______Introduction

 

Alexander Bandzeladze

The recent years of democracy have broken the dike and poured forth in a cloudy stream -- still reminiscent of anarchy. For the time being, the avantgarde is whirling around its talents in the direction of fame.... And again there is the question for me -- where am I ...?

Amsterdam, October, 1990

Alexander Bandzeladze in 1977

 

Alexander Bandzeladze is considered the founder and spiritual leader of the Georgian abstract painters. Many artists of the younger generation, including Gia Edzgveradze took his "secret course in abstract creativity" (Hubertus Gassner).
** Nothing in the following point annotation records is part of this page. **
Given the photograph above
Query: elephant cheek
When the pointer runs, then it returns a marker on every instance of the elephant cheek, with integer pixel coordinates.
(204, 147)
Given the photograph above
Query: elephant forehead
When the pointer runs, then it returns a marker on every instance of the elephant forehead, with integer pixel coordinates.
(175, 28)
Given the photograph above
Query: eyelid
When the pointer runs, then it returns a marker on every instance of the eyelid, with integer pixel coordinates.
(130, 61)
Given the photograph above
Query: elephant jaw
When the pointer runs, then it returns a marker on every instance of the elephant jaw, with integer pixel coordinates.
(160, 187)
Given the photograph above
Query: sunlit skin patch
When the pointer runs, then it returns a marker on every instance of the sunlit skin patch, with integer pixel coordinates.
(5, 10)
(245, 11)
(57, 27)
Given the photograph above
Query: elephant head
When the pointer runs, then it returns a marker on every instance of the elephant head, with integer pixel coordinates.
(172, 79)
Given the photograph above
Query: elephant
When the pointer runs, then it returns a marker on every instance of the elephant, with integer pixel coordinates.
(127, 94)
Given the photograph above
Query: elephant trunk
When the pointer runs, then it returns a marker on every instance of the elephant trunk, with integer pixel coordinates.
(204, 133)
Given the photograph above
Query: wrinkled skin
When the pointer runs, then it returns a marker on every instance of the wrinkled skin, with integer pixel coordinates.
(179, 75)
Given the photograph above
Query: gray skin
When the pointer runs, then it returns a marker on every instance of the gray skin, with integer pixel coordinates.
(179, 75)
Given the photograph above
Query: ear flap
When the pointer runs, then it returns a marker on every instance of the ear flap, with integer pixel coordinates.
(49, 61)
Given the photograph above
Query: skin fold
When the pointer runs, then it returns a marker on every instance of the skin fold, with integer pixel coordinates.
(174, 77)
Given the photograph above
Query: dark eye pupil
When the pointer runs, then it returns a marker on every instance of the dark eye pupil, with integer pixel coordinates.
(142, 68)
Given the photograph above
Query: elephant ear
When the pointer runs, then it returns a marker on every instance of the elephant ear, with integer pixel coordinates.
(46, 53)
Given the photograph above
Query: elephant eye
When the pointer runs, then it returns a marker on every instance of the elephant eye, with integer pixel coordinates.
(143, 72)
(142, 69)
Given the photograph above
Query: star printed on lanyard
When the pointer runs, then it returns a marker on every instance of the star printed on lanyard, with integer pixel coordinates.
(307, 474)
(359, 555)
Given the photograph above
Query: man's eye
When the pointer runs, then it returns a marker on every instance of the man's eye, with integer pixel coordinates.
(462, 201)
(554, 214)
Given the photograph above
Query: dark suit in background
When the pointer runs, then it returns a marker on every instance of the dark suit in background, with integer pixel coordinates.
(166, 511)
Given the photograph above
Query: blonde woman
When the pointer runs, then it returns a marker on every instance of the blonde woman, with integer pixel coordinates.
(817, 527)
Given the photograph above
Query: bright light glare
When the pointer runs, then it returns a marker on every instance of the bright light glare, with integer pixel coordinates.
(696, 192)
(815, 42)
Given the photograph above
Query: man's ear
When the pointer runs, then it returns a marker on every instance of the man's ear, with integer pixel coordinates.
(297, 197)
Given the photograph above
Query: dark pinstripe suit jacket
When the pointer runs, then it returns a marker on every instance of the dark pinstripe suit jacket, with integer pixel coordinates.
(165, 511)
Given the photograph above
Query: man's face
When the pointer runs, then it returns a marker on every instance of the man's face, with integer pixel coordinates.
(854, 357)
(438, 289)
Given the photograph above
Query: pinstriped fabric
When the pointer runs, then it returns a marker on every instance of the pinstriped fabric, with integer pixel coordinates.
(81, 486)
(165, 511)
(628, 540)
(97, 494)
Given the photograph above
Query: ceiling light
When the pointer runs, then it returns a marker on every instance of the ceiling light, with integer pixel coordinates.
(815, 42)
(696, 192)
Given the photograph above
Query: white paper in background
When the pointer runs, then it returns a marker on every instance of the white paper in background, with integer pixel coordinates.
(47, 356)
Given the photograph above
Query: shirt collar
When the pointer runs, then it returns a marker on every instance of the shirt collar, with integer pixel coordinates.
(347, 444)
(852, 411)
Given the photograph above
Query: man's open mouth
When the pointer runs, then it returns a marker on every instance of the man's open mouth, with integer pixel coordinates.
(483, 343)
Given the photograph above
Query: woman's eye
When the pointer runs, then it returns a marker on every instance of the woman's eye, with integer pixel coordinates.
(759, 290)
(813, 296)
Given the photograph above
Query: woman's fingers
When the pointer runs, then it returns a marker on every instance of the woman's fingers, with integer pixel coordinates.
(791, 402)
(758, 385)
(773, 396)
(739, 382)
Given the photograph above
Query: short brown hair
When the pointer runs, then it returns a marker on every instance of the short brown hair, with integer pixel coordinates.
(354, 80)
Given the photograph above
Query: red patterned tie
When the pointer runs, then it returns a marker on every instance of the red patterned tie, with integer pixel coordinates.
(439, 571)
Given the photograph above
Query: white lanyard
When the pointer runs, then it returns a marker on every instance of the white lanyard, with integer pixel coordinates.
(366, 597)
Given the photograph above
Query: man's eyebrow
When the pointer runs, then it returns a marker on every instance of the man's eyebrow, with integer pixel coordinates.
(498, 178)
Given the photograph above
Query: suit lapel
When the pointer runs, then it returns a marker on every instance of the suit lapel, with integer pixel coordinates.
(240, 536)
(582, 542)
Bandzeladze taught how to separate beautifully curving contour lines and an open painterly gesture in pictures, and how to include the ground both as material support and spiritual space.

According to Leonid Bazhanov, the Moscow art historian who discovered contemporary Georgian art for Muscovites, Bandzeladze is unique in that he represented the avant-garde in Georgia in the 1970s virtually single-handedly. "Since then, three, and perhaps even four generation of Georgian painters [have been] practically born at the same time - an explosion". This "explosion" became evident in the 1980s, the most important years for Georgian art. During that decade, a variety of eye-opening Georgian art exibitions rocked not only Georgia, but art centers throughout the USSR and in Europe as well.

According to Ken Rowat, The Guardian, August 10, 1992:
Senior among the eight artists represented at the Arnolfini, Bristol is Alexander Bandzeladze, an influential figure who died earlier this year.His expansive paintings, abstract expressionist in idiom, are full of authority.